Since each room of the Modgun is detachable, the Gehry-Tannen Modgun allows increased privacy, ventilation and improved air quality. Each room is designed to be equipped with its own heating and cooling unit, significantly reducing utility bills and energy use.

Also, while the humidity of New Orleans’ climate usually demands traditional air conditioning methods, the Modgun incorporates LEED green building industry standards conducive to natural heating and cooling. The Modgun, for example, features screened porches and separations between rooms that facilitate air flow. Oversized windows, doors and transoms also provide increased air circulation.

So far, the Modgun is being heralded as an exceptional infill design idea. Infill design refers to urban development taking place on vacant or undeveloped sites between other developments.

“It’s new, it’s creative, and it is bringing things forward, without mimicking the past. I’m really excited about this design, that it can go up quickly, and that its basic forms can be re-arranged in numerous different ways,” said Elliot Perkins, who is executive director of the Historic District Landmarks Commission. “I think it will be compatible in most any of our settings here in Tremé.”

Filling the vacancies

As of May 2009, New Orleans was home to more than 65,000 unoccupied residential properties, according to a study released by the Greater New Orleans Community Data Center. With more than 30 percent of the city’s residential addresses vacant, re-population remains one of New Orleans’ greatest hurtles.

The high-vacancy rate throughout New Orleans’ neighborhoods is further complicated by the unique long, narrow shape of many of the vacant lots, a large number of which are nestled within historic districts surrounded by architectural landmarks.

“This new construction design that is affordable while meeting both the contemporary needs of homeowners as well as the requirements set by historic districts should help stimulate a more rapid repopulation of older neighborhoods in the core of the city,” said Tannen.

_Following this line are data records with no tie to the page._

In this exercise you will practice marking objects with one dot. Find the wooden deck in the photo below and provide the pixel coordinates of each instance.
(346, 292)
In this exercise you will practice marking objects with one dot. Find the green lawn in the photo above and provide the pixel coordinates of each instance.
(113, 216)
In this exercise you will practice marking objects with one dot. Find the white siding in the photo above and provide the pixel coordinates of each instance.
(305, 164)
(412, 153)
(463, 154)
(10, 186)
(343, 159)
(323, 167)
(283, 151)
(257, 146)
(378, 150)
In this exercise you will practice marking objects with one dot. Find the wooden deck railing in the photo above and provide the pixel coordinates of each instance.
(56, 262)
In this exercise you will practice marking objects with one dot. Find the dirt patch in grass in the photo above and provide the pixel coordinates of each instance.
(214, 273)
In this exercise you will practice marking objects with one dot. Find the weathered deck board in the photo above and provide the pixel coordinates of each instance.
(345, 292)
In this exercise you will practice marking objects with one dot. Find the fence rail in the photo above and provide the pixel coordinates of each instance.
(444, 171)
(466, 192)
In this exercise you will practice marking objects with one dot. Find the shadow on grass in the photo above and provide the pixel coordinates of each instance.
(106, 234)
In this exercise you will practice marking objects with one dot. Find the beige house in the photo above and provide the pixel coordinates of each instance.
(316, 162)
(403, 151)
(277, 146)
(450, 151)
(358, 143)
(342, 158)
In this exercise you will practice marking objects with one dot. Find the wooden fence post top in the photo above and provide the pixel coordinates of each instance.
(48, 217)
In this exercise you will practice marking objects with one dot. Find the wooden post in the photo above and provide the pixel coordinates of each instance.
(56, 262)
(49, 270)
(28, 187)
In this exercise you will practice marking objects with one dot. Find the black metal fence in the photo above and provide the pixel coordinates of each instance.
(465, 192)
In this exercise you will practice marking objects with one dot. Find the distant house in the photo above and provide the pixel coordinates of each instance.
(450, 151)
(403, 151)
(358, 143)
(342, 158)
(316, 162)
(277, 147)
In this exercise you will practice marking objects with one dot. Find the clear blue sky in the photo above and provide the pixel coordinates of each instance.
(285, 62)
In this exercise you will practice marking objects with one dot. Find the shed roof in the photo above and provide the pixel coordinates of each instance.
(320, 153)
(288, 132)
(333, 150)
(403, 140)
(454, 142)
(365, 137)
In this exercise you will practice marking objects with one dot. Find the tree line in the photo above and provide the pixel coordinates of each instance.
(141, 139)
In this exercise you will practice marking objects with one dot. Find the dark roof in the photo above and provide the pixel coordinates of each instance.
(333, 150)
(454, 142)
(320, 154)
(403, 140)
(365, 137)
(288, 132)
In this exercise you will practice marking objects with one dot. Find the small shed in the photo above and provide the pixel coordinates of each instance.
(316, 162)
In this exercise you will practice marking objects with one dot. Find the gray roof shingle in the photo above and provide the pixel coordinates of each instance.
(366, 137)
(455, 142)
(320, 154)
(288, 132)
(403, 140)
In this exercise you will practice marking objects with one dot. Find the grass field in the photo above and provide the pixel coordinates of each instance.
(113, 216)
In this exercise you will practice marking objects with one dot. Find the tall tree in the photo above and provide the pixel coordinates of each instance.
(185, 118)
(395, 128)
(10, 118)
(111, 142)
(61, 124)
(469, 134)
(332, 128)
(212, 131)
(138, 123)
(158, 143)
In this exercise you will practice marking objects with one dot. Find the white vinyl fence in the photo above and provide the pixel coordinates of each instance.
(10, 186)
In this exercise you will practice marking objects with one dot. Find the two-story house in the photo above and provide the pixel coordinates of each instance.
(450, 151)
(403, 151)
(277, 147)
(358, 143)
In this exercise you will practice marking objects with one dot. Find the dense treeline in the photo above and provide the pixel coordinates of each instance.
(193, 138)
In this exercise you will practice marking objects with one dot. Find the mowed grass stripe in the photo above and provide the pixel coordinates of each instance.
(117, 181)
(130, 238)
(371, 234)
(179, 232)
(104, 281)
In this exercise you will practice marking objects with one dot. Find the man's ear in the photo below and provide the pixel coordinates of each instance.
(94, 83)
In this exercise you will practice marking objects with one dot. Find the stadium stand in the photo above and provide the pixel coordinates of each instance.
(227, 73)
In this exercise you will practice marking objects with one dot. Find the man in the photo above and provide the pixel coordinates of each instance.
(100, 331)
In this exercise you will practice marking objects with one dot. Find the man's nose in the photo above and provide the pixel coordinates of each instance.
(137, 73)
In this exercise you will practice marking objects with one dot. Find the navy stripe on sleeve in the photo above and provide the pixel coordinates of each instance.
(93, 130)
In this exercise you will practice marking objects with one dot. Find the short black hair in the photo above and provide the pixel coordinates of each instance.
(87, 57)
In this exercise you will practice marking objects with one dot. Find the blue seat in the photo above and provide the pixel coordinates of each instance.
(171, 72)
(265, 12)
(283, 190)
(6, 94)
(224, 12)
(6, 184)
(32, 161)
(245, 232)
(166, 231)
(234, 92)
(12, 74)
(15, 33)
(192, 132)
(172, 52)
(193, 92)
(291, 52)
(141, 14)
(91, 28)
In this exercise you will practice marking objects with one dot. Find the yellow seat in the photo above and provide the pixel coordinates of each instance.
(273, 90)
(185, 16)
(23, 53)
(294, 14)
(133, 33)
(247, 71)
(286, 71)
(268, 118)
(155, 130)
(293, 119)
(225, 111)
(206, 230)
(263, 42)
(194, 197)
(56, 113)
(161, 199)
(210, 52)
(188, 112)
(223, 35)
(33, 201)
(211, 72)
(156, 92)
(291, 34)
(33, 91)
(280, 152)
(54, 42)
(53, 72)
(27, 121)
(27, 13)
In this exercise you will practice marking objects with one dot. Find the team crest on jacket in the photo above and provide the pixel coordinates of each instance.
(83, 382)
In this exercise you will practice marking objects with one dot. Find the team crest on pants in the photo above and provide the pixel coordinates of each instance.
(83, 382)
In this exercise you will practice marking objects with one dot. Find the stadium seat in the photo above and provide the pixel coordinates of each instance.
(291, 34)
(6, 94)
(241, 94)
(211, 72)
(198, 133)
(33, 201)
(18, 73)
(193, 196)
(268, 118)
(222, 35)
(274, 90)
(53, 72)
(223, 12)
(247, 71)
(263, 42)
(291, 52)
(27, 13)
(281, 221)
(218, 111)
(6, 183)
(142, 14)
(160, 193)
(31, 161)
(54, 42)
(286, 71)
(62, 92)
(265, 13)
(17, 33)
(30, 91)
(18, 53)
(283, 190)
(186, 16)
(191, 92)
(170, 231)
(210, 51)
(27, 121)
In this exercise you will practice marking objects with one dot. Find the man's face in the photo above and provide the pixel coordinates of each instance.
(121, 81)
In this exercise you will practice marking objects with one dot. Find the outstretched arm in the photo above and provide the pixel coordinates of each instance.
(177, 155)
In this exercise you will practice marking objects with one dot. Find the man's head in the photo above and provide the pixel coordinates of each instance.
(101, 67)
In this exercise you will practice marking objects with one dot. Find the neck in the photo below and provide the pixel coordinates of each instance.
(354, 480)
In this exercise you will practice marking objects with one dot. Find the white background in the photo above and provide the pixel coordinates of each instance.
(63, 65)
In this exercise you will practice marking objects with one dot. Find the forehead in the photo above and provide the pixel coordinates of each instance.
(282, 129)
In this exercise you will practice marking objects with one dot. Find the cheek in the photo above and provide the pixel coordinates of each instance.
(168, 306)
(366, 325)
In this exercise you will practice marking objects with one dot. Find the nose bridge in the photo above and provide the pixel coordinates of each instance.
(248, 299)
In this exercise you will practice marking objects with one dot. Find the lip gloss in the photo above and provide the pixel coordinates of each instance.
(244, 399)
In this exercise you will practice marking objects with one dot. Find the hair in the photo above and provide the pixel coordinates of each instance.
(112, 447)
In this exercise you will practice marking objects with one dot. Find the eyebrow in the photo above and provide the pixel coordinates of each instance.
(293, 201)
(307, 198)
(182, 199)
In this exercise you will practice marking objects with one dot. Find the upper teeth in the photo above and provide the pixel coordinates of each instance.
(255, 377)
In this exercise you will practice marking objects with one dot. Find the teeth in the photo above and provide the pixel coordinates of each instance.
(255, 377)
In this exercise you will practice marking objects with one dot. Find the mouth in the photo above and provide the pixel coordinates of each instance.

And the Faubourg Fund, a minority development firm that manages the RFP process for New Orleans Redevelopment Authority (NORA), embraced the Modgun project as part of their local efforts to identify developers who can provide high quality, affordable housing.

“We are not building housing for people who can pay half a million dollars for a condo or some of the ritzier properties in the city,” Brown said. “We hope this new housing design will help New Orleanians return to the many neighborhoods of the city that offer excellent sites for development. We want our homes to look good and offer the charm of the historic neighborhoods, but with modern conveniences at an affordable price.”

Ommeed Sathe, director of real estate for the New Orleans Redevelopment Authority, is also excited about the design, but adds that widespread success will hinge on getting private individuals excited enough about the Modgun to also use its design to rebuild their homes as well.

“There are only about 4,000 (vacant lots) that are publicly controlled. So the big challenge is getting families, neighborhoods and communities to come back to restore their properties,” Sathe said. “It’s an innovative project and offers much of what we need to help bring back some of these neighborhoods. If we can offer a great product with our properties, we’re really hoping that the private market will follow us and property owners in the area will come back and reinvest in these neighborhoods.”

Tannen said the Modgun design will be submitted to the city departments that regulate planning, design and construction including the City Planning Commission, the Office of Safety and Permits and the Historic District Landmarks Commission. The team also plans to meet with area neighborhood associations and leaders to ask for support for the Modgun idea and projects.